What's Hot in Workers' Comp
Because claimant’s mental injury manifested itself within six months of reaching physical MMI and claimant was not receiving impairment benefits for the physical injury after reaching that point, the statutory cap in section 440.093(3) does not apply.
The claimant was injured on January 7, 2019, while working in a correctional facility after an inmate attacked her, causing neck and throat injuries. She reached physical maximum medical improvement (MMI) two weeks later and had no permanent impairment rating. She was then referred for psychiatric treatment and psychological care. She was diagnosed with acute stress and post-traumatic stress disorder. On November 11, 2019, the psychologist placed the claimant on a no-work status until she reached psychological MMI. The employer/carrier discontinued indemnity benefits six months after the claimant reached physical MMI. The claimant then filed a claim for temporary benefits for the period of July 25, 2019, and continuing.

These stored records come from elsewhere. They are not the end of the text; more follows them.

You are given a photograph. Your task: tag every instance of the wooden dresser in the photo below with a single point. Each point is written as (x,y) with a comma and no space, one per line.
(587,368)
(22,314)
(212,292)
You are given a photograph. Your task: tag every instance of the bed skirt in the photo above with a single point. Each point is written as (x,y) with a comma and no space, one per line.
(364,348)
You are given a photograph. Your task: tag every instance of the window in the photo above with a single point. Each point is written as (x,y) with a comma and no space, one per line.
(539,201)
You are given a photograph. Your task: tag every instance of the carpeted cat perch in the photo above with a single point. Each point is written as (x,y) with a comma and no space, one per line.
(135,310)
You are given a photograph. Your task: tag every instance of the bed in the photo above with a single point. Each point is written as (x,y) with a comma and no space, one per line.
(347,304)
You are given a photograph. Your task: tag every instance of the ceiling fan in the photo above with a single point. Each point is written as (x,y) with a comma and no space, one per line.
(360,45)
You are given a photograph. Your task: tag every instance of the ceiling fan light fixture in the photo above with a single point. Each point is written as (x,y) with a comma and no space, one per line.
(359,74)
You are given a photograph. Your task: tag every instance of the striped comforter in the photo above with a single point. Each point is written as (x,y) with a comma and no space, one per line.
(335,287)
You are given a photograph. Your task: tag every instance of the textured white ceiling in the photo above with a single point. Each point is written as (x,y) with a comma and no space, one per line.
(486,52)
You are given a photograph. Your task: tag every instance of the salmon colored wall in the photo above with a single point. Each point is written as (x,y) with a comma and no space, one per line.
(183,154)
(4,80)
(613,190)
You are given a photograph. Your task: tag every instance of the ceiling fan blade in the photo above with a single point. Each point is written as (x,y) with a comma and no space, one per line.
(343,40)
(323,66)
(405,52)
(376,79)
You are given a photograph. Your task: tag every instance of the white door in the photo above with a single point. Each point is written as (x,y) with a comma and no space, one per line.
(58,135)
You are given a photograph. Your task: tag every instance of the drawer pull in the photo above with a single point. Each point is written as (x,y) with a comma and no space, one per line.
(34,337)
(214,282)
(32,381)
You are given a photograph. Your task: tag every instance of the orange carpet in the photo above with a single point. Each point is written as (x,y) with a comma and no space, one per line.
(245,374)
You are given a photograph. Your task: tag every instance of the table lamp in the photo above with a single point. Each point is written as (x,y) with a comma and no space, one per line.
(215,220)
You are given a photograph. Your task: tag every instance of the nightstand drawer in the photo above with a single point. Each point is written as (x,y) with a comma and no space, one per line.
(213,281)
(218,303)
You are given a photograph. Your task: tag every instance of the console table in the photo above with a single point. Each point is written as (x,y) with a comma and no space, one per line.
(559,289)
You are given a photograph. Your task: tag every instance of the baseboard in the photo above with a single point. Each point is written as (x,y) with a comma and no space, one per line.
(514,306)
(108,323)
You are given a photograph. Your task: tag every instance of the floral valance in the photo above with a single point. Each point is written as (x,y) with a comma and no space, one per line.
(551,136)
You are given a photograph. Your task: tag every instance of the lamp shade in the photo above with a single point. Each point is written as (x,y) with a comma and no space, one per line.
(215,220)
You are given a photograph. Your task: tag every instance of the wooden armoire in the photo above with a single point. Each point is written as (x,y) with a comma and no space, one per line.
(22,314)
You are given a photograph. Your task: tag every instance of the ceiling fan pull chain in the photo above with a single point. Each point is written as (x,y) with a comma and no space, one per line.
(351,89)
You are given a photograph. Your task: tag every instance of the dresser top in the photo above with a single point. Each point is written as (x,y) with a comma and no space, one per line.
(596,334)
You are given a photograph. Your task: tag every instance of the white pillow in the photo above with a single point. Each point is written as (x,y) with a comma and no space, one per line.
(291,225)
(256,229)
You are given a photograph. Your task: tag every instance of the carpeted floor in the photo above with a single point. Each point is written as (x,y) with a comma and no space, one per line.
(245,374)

The Judge of Compensation Claims found that temporary indemnity benefits for mental injuries are limited to six calendar months after a claimant reaches physical MMI, pursuant to section 440.093(3). The judge also relied on Utopia Home Care/Guarantee Ins. Co. v. Alverez, 230 So.3d 72 (Fla. 1st DCA 2017). Additionally, because the claimant’s claim was for a time period commencing more than six months post physical MMI, the judge concluded that the statute precluded her entitlement to any additional indemnity benefits.
On appeal, the First District Court of Appeal found that the judge had erred and reversed the decision. The appellate court noted that the judge was correct in finding that the six-month limit on temporary benefits begins from the time a claimant reaches physical MMI, as opposed to being a bank of time. However, they found he erred in finding that the limit applied in this case because the claimant had not received any impairment benefits.
In W.G. Roe & Sons v. Razo-Guevara, 999 So.2d 708 (Fla. 1st DCA 2008), this court held in no uncertain terms that this statutory provision does not apply to a claimant not being paid impairment benefits. Therefore, because the claimant’s mental injury manifested itself within six months of reaching physical MMI and she was not receiving impairment benefits for her physical injury after reaching that point, the statutory cap in section 440.093(3) does not apply. Cf. Alvarez, 230 So.3d at 72 (in which claimant received impairment benefits for her physical injury); Sch. Bd. of Lee Cnty. v. Huben, 165 So.3d 865 (Fla. 1st DCA 2015) (in which claimant’s mental injury manifested more than six months after reaching physical MMI and she received impairment benefits for her physical injury).